MANIAC documentation

MANIAC is a lightweight Monte Carlo simulation code written in modern Fortran. It is designed for grand canonical Monte Carlo (GCMC) simulations used for constant chemical potential calculations, particularly useful in adsorption studies. The main difference between MANIAC and other Monte Carlo codes is that it reads basic LAMMPS-style topology files.

MANIAC supports the following Monte Carlo moves:

  • Translation - A molecule is randomly selected, and a translational move of random distance (shorter than a specified maximum value) and random direction is attempted. The move is accepted according to the Metropolis criterion:

    \[p_{\rm accept} = \min \left( 1, \mathrm{e}^{-\beta \Delta U} \right)\]

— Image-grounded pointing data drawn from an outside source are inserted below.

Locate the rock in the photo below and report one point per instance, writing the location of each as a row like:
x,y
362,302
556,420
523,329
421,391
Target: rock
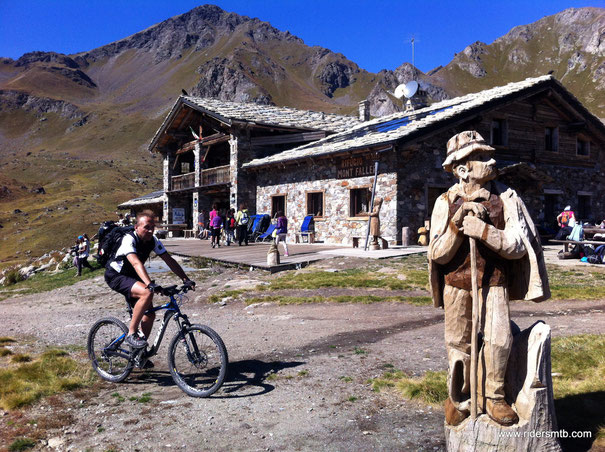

    where \(\Delta U\) is the change in potential energy due to the move and \(\beta = 1 / (k_\mathrm{B} T)\).

  • Rotation - A molecule is randomly chosen, and a random rotational move around a randomly selected axis is attempted, within a defined maximum rotation angle. The move is accepted using the same Metropolis criterion:

    \[p_{\rm accept} = \min \left( 1, \mathrm{e}^{-\beta \Delta U} \right)\]

  • Insertion - A new molecule is randomly inserted into the simulation box at a random position and orientation. The move is accepted according to the grand canonical acceptance criterion:

    \[p_{\rm accept} = \min \left( 1, \frac{V}{\Lambda^3 (N+1)} \mathrm{e}^{\beta \mu} \mathrm{e}^{-\beta \Delta U} \right)\]

    where \(V\) is the box volume, \(\Lambda\) is the thermal wavelength, \(N\) is the number of molecules before insertion, \(\mu\) is the chemical potential of the reservoir, and \(\Delta U\) is the energy change.

  • Deletion - An existing molecule is randomly selected and removed from the system. The acceptance probability is:

    \[p_{\rm accept} = \min \left( 1, \frac{\Lambda^3 N}{V} \mathrm{e}^{-\beta \mu} \mathrm{e}^{-\beta \Delta U} \right).\]

  • Swap - A molecule of type A is randomly selected and replaced with a molecule of type B at the same position with a random orientation. In the semi-grand canonical ensemble, the acceptance criterion for swapping type A to B is:

    \[p_{\rm accept} = \min \left( 1, \frac{N_A}{N_B + 1} \mathrm{e}^{-\beta (\Delta U + \mu_A - \mu_B)} \right)\]

    where \(N_A\) is the number of molecules of type A before the swap, \(N_B\) is the number of molecules of type B, \(\Delta U\) is the energy change, and \(\beta = 1 / (k_\mathrm{B} T)\), and where \(\mu_A\) and \(\mu_B\) are the chemical potentials of types A and B.

Why the name MANIAC?

The name MANIAC, or MANIAC-MC, is an homage to the original MANIAC computer (Mathematical Analyzer, Numerical Integrator, and Computer), built in the early 1950s at Los Alamos National Laboratory. This pioneering machine was among the first to perform Monte Carlo simulations for statistical physics and nuclear research. The MC in MANIAC reflects its core use of Monte Carlo methods.

LAMMPS compatibility

MANIAC uses the same .data file format as LAMMPS for molecular topology. MANIAC assumes that the real units system is used, and that a pair style of the family lj/cut/coul/long is used.